Operators act on the state $$\rho$$. Why is $$\rho$$ called an operator when it is the object on which operators are acting? What am I missing?

Does this have something to do with the $$C^*$$ algebraic formulation of quantum mechanics? If so please suggest some books on $$C^*$$ algebraic formulation of quantum mechanics.

• Hi Abhishek Banerjee. Welcome to Phys.SE. Are you also asking why it is called a density matrix? Apr 15 at 14:11
• No, I think I understand why it's a density $\textbf{matrix}$. My confusion is as follows. Is it called an operator just because it has the form of a matrix, which are representations of operators when a basis is chosen? Or does it actually behave like an operator between two vector spaces?

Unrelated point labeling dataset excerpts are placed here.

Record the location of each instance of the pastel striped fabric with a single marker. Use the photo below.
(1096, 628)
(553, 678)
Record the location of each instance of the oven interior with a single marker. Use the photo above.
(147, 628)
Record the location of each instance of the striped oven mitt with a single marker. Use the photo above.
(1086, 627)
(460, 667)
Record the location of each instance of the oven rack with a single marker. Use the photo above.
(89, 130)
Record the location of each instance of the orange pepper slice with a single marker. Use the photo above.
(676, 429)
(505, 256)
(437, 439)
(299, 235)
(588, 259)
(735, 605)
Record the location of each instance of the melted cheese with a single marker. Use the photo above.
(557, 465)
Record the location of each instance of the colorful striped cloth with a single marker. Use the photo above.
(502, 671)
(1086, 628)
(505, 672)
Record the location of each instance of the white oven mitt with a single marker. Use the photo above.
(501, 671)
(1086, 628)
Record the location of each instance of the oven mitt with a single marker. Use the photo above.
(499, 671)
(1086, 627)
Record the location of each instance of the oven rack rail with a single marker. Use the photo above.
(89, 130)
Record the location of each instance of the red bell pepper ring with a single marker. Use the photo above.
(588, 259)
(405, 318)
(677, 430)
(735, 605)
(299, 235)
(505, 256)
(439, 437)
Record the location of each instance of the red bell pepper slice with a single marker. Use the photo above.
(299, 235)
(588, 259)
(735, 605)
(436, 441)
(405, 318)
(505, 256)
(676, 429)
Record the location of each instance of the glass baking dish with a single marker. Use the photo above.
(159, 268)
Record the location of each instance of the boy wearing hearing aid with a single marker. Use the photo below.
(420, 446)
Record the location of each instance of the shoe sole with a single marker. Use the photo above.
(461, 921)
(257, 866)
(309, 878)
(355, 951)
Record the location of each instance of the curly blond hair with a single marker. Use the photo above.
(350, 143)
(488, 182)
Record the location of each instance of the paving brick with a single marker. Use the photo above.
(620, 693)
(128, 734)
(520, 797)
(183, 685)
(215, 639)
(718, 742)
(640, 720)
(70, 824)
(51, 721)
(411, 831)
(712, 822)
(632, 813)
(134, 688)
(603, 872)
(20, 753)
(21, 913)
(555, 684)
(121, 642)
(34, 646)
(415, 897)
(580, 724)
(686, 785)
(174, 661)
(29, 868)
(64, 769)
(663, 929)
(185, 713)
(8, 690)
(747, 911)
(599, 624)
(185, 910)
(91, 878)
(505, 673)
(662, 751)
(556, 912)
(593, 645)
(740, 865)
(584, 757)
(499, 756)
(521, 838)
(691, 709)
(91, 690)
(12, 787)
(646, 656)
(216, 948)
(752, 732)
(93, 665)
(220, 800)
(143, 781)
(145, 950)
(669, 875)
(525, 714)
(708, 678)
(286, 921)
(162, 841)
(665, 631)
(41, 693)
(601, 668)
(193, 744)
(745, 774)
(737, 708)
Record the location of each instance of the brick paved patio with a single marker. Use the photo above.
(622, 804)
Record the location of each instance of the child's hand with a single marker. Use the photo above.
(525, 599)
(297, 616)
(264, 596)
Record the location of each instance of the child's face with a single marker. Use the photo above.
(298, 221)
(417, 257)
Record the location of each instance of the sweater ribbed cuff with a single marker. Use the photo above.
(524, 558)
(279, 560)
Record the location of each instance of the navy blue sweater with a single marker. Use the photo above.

Apr 15 at 14:13

The terminology can be confusing because in the phrases "state vector", "pure state", and "mixed state", the word "state" is being used in different ways.

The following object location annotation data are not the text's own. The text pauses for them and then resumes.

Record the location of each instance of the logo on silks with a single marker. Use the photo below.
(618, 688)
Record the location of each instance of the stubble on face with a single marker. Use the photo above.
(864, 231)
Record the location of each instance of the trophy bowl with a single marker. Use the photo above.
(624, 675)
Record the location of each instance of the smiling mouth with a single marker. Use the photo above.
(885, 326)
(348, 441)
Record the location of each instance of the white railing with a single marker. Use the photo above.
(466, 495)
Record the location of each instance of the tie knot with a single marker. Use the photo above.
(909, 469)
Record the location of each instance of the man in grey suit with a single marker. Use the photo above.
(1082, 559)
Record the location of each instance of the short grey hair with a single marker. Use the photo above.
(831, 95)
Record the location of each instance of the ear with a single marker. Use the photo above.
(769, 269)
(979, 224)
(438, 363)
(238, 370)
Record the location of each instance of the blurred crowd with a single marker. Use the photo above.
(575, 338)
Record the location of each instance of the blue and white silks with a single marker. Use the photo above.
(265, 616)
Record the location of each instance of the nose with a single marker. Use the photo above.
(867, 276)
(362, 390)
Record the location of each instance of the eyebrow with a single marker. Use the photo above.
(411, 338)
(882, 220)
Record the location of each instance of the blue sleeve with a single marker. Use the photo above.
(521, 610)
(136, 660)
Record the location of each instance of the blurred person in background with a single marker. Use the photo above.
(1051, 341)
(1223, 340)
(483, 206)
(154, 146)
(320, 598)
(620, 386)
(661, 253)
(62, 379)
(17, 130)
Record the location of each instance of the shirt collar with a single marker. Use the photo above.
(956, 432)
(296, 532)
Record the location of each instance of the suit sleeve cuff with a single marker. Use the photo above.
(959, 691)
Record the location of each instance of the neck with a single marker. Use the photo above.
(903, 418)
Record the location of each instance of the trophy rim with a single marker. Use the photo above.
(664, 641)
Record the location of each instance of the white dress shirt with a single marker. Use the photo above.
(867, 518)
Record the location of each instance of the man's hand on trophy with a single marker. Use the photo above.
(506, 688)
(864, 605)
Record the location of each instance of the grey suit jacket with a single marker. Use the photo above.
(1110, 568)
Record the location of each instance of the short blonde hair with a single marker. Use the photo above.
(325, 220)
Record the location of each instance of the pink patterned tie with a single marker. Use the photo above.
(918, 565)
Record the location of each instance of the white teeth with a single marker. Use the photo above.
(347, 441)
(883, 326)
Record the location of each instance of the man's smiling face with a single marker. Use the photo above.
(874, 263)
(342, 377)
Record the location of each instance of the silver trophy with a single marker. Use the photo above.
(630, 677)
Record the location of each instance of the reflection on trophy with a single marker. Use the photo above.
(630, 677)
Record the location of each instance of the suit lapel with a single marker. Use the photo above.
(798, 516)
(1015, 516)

The terms pure state and mixed state do not directly refer to a state vector in the Hilbert space, but to our state of knowledge about the physical system. If we say a system is in a pure state, that means that we can represent the system as a single state vector in Hilbert space.$$^\star$$ If we say the system is in a mixed state, it means that we do not know specifically what state vector represents the system; we can only assign probabilities for the system to be represented by any given state vector.

Pure states can be represented by a state vector in the Hilbert space. Mixed states cannot. On the other hand, while only a pure state can be represented by a state vector, both pure and mixed states can be represented by the density matrix.

The density matrix is an operator, not a state vector, by definition. A ket is a map that takes a bra and produces a complex number. A linear operator is a map that takes one bra and one ket and produces a complex number, and is a bilinear function of the bra and ket. The density matrix is the latter kind of mathematical object. This is clear from the usual way to represent the density matrix as an expansion over state vectors$$^\dagger$$ $$$$\hat{\rho} = \sum_a p_a |\Psi_a\rangle \langle \Psi_a|$$$$ since given a bra $$\langle b |$$ and a ket $$| k \rangle$$, we see that $$\langle b | \hat{\rho} | k \rangle$$ is a complex number, and $$\hat{\rho}$$ is also bilinear function of the bra and ket.

The definitions of pure and mixed states have nothing in particular to do with $$C^\star$$-algebras, which are a way of formalizing the idea of an algebra of observables. You can understand the density matrix without that language.

$$^\star$$If the system is in a pure state, sometimes people will also refer to the state vector itself as the pure state. That's fine so long as the meaning is understood. In this answer, I want to try to clearly distinguish the concepts of a pure state, mixed state, and state vector, so I will intentionally avoid saying this.

$$^\dagger$$ Note this is not a definition of the density matrix, for example see this answer from Emilio Pisanty

• I understand why we need a density matrix, my question is about why is the density matrix being called an operator on the same Hilbert space. Does it take vectors(pure states) to pure states? The definition of the operator that I am implicitly assuming here is it is a linear map between two vector spaces. Apr 15 at 14:18
• @AbhishekBanerjee That's addressed in the second to last paragraph of my answer. It indeed is a linear map that maps kets to kets, or bras to bras. Apr 15 at 14:19
• Is it called an operator because it looks like the representation of an operator(matrix)? Apr 15 at 14:20
• @AbhishekBanerjee The definition of a linear operator in quantum mechanics is that it is a linear map from kets to kets. Or, equivalently, it maps a bra and a ket to a complex number. The density matrix satisfies this definition. Apr 15 at 14:21
• That clears it up, thank you Apr 15 at 15:01